Adam Clarke Bible Commentary
Job 27:8
Verse Job 27:8. What is the hope of the hypocrite] The word חנף chaneph, which we translate, most improperly, hypocrite, means a wicked fellow, a defiled, polluted wretch, a rascal, a knave, a man who sticks at nothing in order to gain his ends. In this verse it means a dishonest man, a rogue, who by overreaching, cheating, c., has amassed a fortune.
When God taketh away his soul?] Could he have had any well grounded hope of eternal blessedness when he was acquiring earthly property by guilt and deceit? And of what avail will this property be when his soul is summoned before the judgment-seat? A righteous man yields up his soul to God the wicked does not, because he is afraid of God, of death, and of eternity. God therefore takes the soul away - forces it out of the body. Mr. Blair gives us an affecting picture of the death of a wicked man. Though well known, I shall insert it as a striking comment on this passage: -
"How shocking must thy summons be, O death!

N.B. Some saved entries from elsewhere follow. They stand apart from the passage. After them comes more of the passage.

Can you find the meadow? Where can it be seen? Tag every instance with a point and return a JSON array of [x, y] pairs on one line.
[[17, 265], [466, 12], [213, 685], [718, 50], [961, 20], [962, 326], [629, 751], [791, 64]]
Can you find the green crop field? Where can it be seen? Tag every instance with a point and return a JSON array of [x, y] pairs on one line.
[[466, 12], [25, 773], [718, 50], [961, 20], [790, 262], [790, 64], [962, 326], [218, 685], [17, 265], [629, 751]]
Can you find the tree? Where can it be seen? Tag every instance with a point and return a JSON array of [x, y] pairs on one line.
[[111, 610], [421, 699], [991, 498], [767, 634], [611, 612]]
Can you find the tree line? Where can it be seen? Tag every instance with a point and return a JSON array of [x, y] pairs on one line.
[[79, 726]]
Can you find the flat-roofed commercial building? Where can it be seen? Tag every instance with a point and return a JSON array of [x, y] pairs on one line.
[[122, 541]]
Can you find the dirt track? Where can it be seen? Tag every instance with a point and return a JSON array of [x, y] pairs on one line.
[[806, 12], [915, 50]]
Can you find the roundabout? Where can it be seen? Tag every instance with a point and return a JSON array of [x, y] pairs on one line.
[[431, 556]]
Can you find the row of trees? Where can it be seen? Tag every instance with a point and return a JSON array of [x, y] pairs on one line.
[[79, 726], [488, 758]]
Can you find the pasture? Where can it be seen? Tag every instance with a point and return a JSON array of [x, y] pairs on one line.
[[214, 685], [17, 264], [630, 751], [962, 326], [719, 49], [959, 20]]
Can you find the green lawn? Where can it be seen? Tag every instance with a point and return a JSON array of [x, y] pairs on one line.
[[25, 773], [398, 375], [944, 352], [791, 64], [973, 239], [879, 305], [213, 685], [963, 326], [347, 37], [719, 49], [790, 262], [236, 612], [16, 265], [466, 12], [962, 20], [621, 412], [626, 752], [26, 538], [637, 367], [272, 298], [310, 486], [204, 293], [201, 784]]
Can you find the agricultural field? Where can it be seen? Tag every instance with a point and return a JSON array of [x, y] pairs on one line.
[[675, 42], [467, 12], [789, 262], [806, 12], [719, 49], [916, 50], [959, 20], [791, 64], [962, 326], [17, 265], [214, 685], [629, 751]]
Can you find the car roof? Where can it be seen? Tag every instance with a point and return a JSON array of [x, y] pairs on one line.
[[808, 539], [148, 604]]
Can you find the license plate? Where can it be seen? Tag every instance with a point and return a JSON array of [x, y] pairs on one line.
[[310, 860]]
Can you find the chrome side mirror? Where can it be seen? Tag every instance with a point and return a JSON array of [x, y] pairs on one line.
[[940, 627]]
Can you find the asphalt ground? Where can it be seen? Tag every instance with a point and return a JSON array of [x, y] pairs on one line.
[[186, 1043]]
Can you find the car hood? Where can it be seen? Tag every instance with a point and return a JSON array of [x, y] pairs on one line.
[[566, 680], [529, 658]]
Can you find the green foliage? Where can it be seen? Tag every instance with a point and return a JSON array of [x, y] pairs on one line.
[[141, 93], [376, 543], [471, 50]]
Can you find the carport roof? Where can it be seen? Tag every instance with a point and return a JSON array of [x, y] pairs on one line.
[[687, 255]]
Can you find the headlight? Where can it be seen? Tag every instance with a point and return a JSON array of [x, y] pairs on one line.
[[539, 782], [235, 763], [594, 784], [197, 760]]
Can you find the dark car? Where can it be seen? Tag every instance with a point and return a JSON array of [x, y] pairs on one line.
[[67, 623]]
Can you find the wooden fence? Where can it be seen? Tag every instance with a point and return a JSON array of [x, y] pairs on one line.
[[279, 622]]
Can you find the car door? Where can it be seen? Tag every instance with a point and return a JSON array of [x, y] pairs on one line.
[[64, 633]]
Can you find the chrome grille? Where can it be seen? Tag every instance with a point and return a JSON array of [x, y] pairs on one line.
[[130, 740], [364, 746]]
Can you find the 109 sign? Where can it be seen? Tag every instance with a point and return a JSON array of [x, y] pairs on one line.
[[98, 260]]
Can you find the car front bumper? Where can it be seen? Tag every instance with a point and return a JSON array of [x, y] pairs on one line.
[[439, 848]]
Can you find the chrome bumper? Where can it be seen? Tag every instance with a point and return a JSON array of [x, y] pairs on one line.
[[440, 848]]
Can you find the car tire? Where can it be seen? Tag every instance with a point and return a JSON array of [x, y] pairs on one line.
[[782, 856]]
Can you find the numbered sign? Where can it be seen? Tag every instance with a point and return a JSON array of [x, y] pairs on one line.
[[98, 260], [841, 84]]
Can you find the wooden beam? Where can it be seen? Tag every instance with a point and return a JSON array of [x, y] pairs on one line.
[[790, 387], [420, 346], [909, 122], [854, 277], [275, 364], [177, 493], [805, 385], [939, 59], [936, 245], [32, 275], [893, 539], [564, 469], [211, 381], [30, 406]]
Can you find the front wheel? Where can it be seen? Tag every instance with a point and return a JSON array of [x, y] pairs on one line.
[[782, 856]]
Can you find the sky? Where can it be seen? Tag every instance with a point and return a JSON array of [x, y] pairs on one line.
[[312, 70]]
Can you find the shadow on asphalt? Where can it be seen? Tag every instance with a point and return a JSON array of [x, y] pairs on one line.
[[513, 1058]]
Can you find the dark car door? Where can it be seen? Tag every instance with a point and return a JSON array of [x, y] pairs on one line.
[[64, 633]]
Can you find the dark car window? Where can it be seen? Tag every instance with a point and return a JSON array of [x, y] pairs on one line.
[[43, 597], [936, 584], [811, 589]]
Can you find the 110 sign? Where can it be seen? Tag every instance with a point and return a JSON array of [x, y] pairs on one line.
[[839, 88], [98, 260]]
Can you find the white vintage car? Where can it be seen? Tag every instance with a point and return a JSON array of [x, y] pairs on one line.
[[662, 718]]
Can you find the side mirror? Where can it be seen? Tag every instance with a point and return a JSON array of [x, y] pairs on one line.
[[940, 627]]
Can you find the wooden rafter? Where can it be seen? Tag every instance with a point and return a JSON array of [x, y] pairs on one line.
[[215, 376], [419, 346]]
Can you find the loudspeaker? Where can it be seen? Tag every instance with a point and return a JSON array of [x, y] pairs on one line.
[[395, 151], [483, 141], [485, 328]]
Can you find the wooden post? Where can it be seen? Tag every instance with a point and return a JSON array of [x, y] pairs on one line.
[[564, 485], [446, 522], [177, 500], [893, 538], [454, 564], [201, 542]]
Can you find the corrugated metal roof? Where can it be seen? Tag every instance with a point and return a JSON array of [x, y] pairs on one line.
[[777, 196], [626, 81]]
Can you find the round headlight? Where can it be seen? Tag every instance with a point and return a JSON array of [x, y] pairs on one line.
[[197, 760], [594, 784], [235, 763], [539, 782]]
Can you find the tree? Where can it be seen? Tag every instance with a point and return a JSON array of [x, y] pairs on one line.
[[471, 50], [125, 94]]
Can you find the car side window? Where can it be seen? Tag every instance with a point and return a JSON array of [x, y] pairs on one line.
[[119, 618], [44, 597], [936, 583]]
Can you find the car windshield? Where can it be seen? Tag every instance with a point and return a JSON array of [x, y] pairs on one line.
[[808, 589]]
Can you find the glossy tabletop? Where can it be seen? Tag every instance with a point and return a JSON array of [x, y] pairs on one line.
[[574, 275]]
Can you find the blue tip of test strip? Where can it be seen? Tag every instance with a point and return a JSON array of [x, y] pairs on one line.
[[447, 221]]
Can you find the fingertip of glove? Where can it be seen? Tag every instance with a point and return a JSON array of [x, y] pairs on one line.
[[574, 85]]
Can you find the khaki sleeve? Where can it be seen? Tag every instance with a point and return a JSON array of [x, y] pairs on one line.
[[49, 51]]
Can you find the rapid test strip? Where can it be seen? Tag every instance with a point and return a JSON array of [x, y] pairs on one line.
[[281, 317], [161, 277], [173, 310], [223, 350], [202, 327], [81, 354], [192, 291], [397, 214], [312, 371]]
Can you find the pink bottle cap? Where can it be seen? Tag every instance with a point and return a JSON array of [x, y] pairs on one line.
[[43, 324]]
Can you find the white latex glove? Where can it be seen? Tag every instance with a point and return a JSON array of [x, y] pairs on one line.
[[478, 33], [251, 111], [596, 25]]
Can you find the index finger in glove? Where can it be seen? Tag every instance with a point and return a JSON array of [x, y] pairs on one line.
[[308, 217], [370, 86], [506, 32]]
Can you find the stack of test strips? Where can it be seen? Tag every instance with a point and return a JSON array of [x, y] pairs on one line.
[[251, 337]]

To him that is at ease in his possessions;
Who, counting on long years of pleasures here;
Is quite unfurnished for that world to come!
In that dread moment how the frantic soul
Raves round the walls of her clay tenement;
Runs to each avenue, and shrieks for help,
But shrieks in vain! How wishfully she looks
On all she's leaving, now no longer hers!
A little longer, yet a little longer,
O, might she stay, to wash away her stains,
And fit her for her passage! Mournful sight!
Her very eyes weep blood; and every groan
She heaves is big with horror. But the foe,
Like a stanch murderer, steady to his purpose,
Pursues her close, through every lane of life,
Nor misses once the track, but presses on;
Till, forced at last to the tremendous verge,
At once she sinks to everlasting ruin."
THE GRAVE.
The Chaldee has, What can the detractor expect who has gathered together (ממון דשקר mamon dishkar, the mammon of unrighteousness) when God plucks out his soul? The Septuagint: Τις γαρ εστιν ετι ελπις ασεβει, ὁτι επεχει; Μη πεποιθως επι Κυριον ει αρα σωθησεται; "For what is the hope of the ungodly that he should wait for? shall he, by hoping in the Lord, be therefore saved?" Mr. Good translates differently from all the versions: -
"Yet what is the hope of the wicked that he should prosper,
That God should keep his soul in quiet?"
I believe our version gives as true a sense as any; and the words appear to have been in the eye of our Lord, when he said, "For what is a man profited if he shall gain the whole world and lose his own soul? or what shall a man give in exchange for his soul?" Matthew 16:26.